We also have the following estimate of the total variation between \(P^u\) and \(P^v\).

Lemma 4.1

For every \(u,v\in \mathcal {U}\), it holds that

$$\begin{aligned} D_T^2(P^u,P^v)\le C E^u\left[ \int _0^T\delta ^2(u_t,v_t)dt\right] . \end{aligned}$$

(4.5)

In particular, the function \(u\mapsto P^u\) from U into \({\mathcal {P}}(\Omega )\) is Lipschitz continuous: for every \(u,v\in U\),

$$\begin{aligned} D_T(P^u,P^v)\le C\delta (u,v). \end{aligned}$$

(4.6)

Proof

Using a similar estimate as (3.7), we have

$$\begin{aligned} D_T(P^u,P^v)\le 4\sqrt{E^u\left[ {\tilde{\Gamma }}^{u,v}_T\right] }, \end{aligned}$$

(4.7)

where \({\tilde{\Gamma }}\) is the following version of the Hellinger process associated with \(P^u\) and \(P^v\):

$$\begin{aligned} {\tilde{\Gamma }}_T:=\frac{1}{8}\int _0^T \Delta f_t(u,v)^{\dagger }a^{-1}_t\Delta f_t(u,v)dt, \end{aligned}$$

where

$$\begin{aligned} \Delta f_t(u,v):=f(t,x_.,P^u\circ x_t^{-1},u_t)-f(t,x_.,P^v\circ x_t^{-1},v_t). \end{aligned}$$

Using (A2) and (B2), we obtain

$$\begin{aligned} \Delta f_t(u,v)^{\dagger }a^{-1}_t\Delta f_t(u,v)\le & {} C(1+|x|_t^{2\alpha })(d^2(P^u\circ x_t^{-1},P^v\circ x_t^{-1})+\delta ^2(u_t,v_t))\\\le & {} C(1+|x|_t^{2\alpha })(D^2_t(P^u,P^v)+\delta ^2(u_t,v_t)). \end{aligned}$$

Hence, in view of (4.7), Gronwall’s inequality yields

$$\begin{aligned} D^2_T(P^u,P^v)\le CE^u\left[ \int _0^T \delta ^2(u_t,v_t)dt\right] . \end{aligned}$$

Inequality (4.6) follows from (4.5) by letting \(u_t\equiv u\in U\) and \(v_t\equiv v\in U\).

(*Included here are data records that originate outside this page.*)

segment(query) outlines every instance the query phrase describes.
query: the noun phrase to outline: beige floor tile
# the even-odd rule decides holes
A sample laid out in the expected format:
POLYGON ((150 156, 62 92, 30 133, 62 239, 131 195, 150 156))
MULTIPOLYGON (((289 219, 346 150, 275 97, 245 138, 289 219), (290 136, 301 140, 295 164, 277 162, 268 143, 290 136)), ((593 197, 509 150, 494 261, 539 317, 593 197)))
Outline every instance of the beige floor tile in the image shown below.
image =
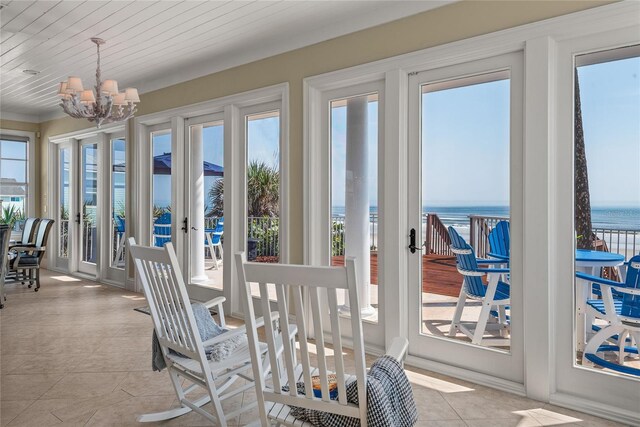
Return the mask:
POLYGON ((70 367, 72 372, 150 371, 151 351, 127 352, 121 358, 114 357, 113 353, 91 353, 75 357, 70 367))
POLYGON ((38 399, 62 377, 63 374, 3 375, 0 380, 1 399, 38 399))
POLYGON ((25 362, 23 355, 11 354, 0 356, 0 373, 11 374, 13 371, 25 362))
POLYGON ((69 373, 47 391, 43 399, 83 399, 109 394, 126 377, 123 372, 69 373))
POLYGON ((162 372, 128 372, 117 387, 131 396, 161 396, 175 397, 175 390, 167 371, 162 372))
MULTIPOLYGON (((167 373, 150 369, 151 318, 133 311, 146 305, 141 295, 46 271, 37 294, 8 291, 0 311, 2 426, 140 426, 139 415, 179 406, 167 373)), ((370 365, 375 357, 366 360, 370 365)), ((407 367, 407 375, 420 427, 619 425, 430 371, 407 367)), ((229 411, 253 401, 251 389, 223 406, 229 411)), ((257 418, 254 409, 229 424, 257 418)), ((144 427, 153 425, 208 422, 190 413, 144 427)))
POLYGON ((0 425, 6 426, 11 420, 27 409, 33 400, 3 400, 0 403, 0 425))
MULTIPOLYGON (((141 424, 136 421, 137 417, 150 413, 159 412, 171 408, 171 396, 154 396, 149 397, 132 397, 127 401, 119 402, 98 409, 96 413, 89 419, 87 426, 136 426, 141 424)), ((145 423, 144 426, 159 426, 163 423, 145 423)))

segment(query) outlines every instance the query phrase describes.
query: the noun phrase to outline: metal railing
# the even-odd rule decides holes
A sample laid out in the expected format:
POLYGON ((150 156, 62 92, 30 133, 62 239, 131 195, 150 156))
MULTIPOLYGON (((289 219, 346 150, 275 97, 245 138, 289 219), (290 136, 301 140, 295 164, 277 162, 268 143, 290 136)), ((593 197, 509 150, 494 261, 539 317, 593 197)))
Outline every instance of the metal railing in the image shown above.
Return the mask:
POLYGON ((423 234, 423 236, 425 236, 425 254, 453 255, 453 252, 451 251, 451 238, 449 237, 449 231, 440 220, 438 214, 423 214, 422 226, 425 228, 423 234))
POLYGON ((509 221, 506 216, 469 215, 469 244, 480 258, 490 251, 489 233, 500 221, 509 221))
MULTIPOLYGON (((489 232, 498 221, 508 221, 501 216, 469 216, 469 244, 476 254, 484 258, 489 252, 489 232)), ((593 233, 606 244, 609 252, 617 253, 629 260, 640 253, 640 230, 594 227, 593 233)))

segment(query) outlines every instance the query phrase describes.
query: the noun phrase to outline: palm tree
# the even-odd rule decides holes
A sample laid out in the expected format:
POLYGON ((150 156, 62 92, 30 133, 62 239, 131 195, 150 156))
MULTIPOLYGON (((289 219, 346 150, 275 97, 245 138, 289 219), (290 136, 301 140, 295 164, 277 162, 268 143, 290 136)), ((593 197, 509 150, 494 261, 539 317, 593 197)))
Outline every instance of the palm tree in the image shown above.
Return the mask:
POLYGON ((587 155, 584 147, 582 128, 582 106, 580 104, 580 83, 578 70, 575 70, 575 106, 574 106, 574 144, 575 144, 575 227, 578 249, 593 249, 593 231, 591 226, 591 197, 589 195, 589 174, 587 155))
MULTIPOLYGON (((217 180, 209 189, 212 206, 208 216, 223 216, 224 181, 217 180)), ((247 215, 277 217, 280 212, 280 172, 264 161, 252 160, 247 169, 247 215)))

The cost functional \(J(u),\,\, u\in \mathcal {U}\), associated with the controlled SDE (4.3) is

$$\begin{aligned} J(u):=E^u\left[ \int _0^T h(t,x_.,P^u\circ x_t^{-1},u_t)dt+ g(x_T,P^u\circ x_T^{-1})\right] , \end{aligned}$$

(4.8)

where h and g satisfy (B1)–(B4) above.

Any \(u^*\in \mathcal {U}\) satisfying

$$\begin{aligned} J(u^*)=\min _{u\in \mathcal {U}}J(u) \end{aligned}$$

(4.9)

is called optimal control. The corresponding optimal dynamics is given by the probability measure \(P^*\) on \((\Omega ,\mathcal {F})\) defined by

$$\begin{aligned} dP^*=\mathcal {E}\left( \int _0^{\cdot } \sigma ^{-1}(s,x_.)f(s,x_., P^*\circ x_s^{-1},u^*_s)dW_s\right) d{\mathbb {P}}, \end{aligned}$$

(4.10)

under which

$$\begin{aligned} dx_t=f(t,x, P^*\circ x_t^{-1},u^*_t)dt+\sigma (t,x)dW^{u^*}_t,\quad x_0=\text {x}\in \mathbb {R}^d. \end{aligned}$$

(4.11)

We want to find such an optimal control and characterize the optimal cost functional \(J(u^*)\).

For \((t,w,\mu ,z,u)\in [0,T]\times \Omega \times {\mathcal {P}}(\mathbb {R}^d)\times \mathbb {R}^d\times U\) we introduce the Hamiltonian associated with the optimal control problem (4.3) and (4.8)

$$\begin{aligned} H(t,w,\mu ,z,u):=h(t,w,\mu ,u)+z\cdot \sigma ^{-1}(t,w)f(t,w,\mu ,u). \end{aligned}$$

(4.12)

The function H enjoys the following properties.

Lemma 4.2

Assume that (A1), (A2), (B1) and (B2) hold. Then, the function H satisfies

$$\begin{aligned} |H(t,w,\mu ,p,u)-H(t,w,\nu ,p,v)|\le C(1+|w|^{\alpha }_t))(1+|p|)(d(\mu ,\nu )+\delta (u,v)).\nonumber \\ \end{aligned}$$

(4.13)

Assume further that (B3) holds. Then H satisfies the (stochastic) Lipschitz condition

$$\begin{aligned} \begin{array}{lll} |H(t,w,\mu ,z,u)-H(t,w,\mu ,z^{\prime },u)| \le C(1+|w|^{1+\alpha }_t)|z-z^{\prime }|. \end{array} \end{aligned}$$

(4.14)

Proof

Inequality (4.13) is a consequence of (A2) and (B2). Assume further that (B3) is satisfied. Then (4.14) is also satisfied since f and \(\sigma ^{-1}\) are of polynomial growth in w. \(\square \)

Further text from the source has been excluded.